Fotografia: Zek Andrade
  O que mais marcou foi um instante. Ele estava parado, olhando um avião que vinha passando baixo. E um carro, que passou em sua frente. E o instante em que o avião e o carro ficaram um sobre o outro, simetricamente encaixados.
  Que beleza! O carro, ser terrestre, o avião, ser aéreo. Distintos, mas ali conectados. Meios de transporte, cada um com sua capacidade, ambos seguindo, a velocidades diferentes. Mas ali...

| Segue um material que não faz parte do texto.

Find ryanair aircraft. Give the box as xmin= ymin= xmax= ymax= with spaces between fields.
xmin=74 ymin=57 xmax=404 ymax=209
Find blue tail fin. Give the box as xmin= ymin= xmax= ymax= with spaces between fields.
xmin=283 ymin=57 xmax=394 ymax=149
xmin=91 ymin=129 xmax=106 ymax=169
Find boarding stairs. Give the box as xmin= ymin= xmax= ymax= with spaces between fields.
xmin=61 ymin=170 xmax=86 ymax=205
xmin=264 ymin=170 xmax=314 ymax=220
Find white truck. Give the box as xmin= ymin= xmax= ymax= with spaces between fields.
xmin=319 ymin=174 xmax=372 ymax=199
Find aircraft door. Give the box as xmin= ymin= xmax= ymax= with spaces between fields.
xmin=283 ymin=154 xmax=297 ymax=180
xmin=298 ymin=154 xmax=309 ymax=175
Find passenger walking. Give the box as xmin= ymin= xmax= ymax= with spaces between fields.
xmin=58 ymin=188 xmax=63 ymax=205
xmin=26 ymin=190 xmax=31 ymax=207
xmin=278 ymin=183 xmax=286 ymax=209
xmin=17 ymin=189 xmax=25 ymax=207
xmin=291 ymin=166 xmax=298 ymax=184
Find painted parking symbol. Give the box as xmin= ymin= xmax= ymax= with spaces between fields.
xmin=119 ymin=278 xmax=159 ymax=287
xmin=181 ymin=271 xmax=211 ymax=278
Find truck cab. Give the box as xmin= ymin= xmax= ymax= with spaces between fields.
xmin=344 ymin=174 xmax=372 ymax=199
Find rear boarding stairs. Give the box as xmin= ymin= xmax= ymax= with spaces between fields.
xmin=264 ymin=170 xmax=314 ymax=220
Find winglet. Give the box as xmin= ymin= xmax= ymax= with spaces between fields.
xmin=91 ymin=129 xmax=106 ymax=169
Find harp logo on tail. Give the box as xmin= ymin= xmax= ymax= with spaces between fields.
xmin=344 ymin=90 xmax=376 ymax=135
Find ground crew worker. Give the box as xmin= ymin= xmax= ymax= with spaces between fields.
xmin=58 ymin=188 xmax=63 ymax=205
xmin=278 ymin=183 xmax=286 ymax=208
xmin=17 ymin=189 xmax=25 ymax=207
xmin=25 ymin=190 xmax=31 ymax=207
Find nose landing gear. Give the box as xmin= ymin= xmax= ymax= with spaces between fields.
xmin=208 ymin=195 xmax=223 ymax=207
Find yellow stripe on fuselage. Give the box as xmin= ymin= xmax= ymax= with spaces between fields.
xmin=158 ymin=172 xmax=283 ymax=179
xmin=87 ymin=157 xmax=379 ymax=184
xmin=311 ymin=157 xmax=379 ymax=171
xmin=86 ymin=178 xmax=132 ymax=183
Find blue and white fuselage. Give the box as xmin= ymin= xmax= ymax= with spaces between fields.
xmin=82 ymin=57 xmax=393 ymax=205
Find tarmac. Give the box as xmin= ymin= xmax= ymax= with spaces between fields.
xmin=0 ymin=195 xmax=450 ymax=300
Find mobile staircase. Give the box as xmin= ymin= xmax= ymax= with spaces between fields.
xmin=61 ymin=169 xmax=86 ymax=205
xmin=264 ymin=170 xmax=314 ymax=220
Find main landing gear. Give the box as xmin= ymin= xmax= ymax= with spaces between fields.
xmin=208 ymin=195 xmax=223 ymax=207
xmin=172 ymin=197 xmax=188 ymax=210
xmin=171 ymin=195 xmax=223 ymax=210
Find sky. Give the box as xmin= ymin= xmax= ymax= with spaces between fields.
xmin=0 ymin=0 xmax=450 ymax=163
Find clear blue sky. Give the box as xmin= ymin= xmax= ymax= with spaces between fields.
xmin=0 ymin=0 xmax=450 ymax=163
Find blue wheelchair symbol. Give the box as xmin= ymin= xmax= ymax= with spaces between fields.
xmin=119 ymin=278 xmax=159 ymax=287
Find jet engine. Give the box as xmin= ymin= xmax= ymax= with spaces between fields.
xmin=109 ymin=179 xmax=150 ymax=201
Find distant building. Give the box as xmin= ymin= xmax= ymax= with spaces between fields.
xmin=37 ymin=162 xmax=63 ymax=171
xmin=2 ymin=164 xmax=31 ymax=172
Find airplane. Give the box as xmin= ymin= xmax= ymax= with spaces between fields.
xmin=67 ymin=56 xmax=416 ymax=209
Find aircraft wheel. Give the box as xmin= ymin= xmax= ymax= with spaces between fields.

  Um carro que continuaria seu caminho por terra, um avião que continuaria pelo ar. Pra onde iriam? Que diferença isso fazia? Se estivessem indo pro mesmo lugar, chegariam lá. Se não, estavam ali, conectados agora. Ali, tudo pareceu ter sentido. Toda a raiva e frustração do dia, da semana, do mês deixaram de existir. Por menos orgânicos que fossem, o carro e o avião se completavam ali, naquele instante. E se lembrou tanto da essência das coisas. De pássaros e flores, de ser o que se é. Um instante tão prosaico, mas tão poético.
  O carro uma flor, o avião um beija-flor. E tão poético como é um desses beijos foi aquele instante. O beija-flor tem tanta magia, tanta beleza própria! E isso não tira de forma alguma a beleza da flor, exuberante. É um instante de troca, onde o beija-flor propõe espalhar o pólen a troco de um pouco de substância. O beija-flor se satisfaz, a flor se multiplica.
  Ele não sabia o que sentir, o que comentar. não havia nada para ser comentado. Um instante tão épico como aquele não era pra ser visto por todos. Ninguém que o compreenderia. Louco... o chamariam. Que o chamassem!
  Supitou no seu coração um fogo que não era usual. As decisões que há tanto tempo o incomodavam, percebeu que já as tinha tomado há muito, que o que o angustiava era a espera do momento certo para agir. Percebeu o quanto era imediatista ao esperar esse momento chegar. E que o Tempo não segue os padrões humanos, reserva um momentinho pra cada um.
  Abrandaram-lhe os medos, as dúvidas, os pesos. E ele era passos de dança naquele momento, era liberdade. Era algo além de si. Um instante de contemplação que lhe tirou a tensão de um dia-a-dia um bocado sufocante. 
  Agora era ele mesmo. Livre de todos os preceitos, temores e moldes. Podia se estender a qualquer lado, de qualquer forma. Mas o que lhe tinha acontecido? Que estava tão cabisbaixo, encarando a vida com tanto medo? Os poréns eram dele, existiam independentemente do que acontecesse. Mas por que motivo isso lhe incomodara?
  O instante passou. Logo o alinhamento se desfez. O carro e o avião passaram a ser coisas distintas novamente. O beija-flor voou. E ele ficou ali, emudecido, tentando compreender o tamanho do acontecimento.